Street cars have a differential that lets the outside wheel go faster than the inside wheel in a turn.

Train trucks (bogies) have straight axles too.

Granted railroad track turns are not very sharp, the inside wheel is still going to have a path that is shorter than the outside wheel, and the inside wheel will have to go slower than the outside wheel.

How do trains turn?


----------



## neroden (Apr 12, 2015)

With a lot of screeching as the wheels turn faster (or slower) than the path along the track. Yes, trains spin their wheels and scrape the track going around turns.

On extremely shallow curves, this is alleviated by the conical wheels, where the outside wheel moves to the larger-diameter part of the wheel and the inside wheel moves to the smaller-diameter part of the wheel (work out the geometry for yourself).

But on serious curves, the answer is loud metal-on-metal screeching.


----------



## railiner (Apr 12, 2015)

Don't they use some sort of track lubrication system in some places on very tight turns, to ease the friction?

Found this example..... http://www.railsco.com/~automatic_track_lubrication.htm


----------



## KmH (Apr 12, 2015)

I find it amazing they just let the wheels slip.


----------



## Ryan (Apr 12, 2015)

The wheels are cone shaped. As you go around the corner, the train shifts laterally, essentially making one wheel bigger than the other.

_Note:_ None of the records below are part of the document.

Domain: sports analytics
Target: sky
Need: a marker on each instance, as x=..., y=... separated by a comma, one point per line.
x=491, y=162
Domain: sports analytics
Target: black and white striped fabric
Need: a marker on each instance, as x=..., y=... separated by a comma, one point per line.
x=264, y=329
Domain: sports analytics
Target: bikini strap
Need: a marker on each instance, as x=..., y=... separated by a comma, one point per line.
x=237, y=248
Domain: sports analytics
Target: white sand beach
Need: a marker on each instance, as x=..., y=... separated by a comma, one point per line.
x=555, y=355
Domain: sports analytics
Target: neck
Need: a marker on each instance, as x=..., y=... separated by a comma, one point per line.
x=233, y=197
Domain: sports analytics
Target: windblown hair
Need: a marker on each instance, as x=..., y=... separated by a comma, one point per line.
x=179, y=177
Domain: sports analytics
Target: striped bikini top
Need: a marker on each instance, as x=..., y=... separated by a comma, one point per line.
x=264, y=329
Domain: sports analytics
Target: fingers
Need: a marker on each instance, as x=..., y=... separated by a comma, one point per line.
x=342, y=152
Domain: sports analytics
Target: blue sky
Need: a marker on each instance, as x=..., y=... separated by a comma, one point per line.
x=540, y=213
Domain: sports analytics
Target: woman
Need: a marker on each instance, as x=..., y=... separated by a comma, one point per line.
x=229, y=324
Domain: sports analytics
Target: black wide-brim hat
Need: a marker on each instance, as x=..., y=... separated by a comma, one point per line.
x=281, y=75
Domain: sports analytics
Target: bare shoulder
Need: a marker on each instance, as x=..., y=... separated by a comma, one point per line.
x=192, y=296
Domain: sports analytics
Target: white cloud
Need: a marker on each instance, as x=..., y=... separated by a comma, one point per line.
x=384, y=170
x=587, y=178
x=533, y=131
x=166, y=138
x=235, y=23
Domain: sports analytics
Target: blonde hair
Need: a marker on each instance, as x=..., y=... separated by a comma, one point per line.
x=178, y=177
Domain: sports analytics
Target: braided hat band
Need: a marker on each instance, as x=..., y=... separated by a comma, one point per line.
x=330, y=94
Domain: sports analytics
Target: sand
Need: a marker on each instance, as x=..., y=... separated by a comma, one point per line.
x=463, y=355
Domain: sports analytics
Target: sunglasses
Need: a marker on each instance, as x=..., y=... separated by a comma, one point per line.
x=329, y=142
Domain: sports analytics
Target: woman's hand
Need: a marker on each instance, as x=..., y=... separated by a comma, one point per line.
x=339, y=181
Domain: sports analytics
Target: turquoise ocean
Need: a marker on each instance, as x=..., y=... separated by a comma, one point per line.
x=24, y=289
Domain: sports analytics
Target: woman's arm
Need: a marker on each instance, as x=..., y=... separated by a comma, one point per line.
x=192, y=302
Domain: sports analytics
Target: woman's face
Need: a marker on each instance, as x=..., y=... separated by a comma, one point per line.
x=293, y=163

Link with pictures: http://charming.awardspace.com/trainwheel/trainwheel.html


----------



## railiner (Apr 12, 2015)

RyanS said:


> The wheels are cone shaped. As you go around the corner, the train shifts laterally, essentially making one wheel bigger than the other.
> 
> Link with pictures: http://charming.awardspace.com/trainwheel/trainwheel.html


Great illustration, thanks for posting!

Also, to help compensate for centrifugal force, railway curves are 'superelevated', (banked), to allow higher speeds. The degree depends on the curvature, and the optimum speed planned for that curve....


----------



## neroden (Apr 13, 2015)

This is one of several reasons sharp turns are discouraged on railway lines. On shallow curves, the conical wheels will make up all the difference. On sharp curves such as streetcars often go through, they don't, and the wheels do slip, and that's just tolerated, and the track is in fact lubricated to reduce squeal.


----------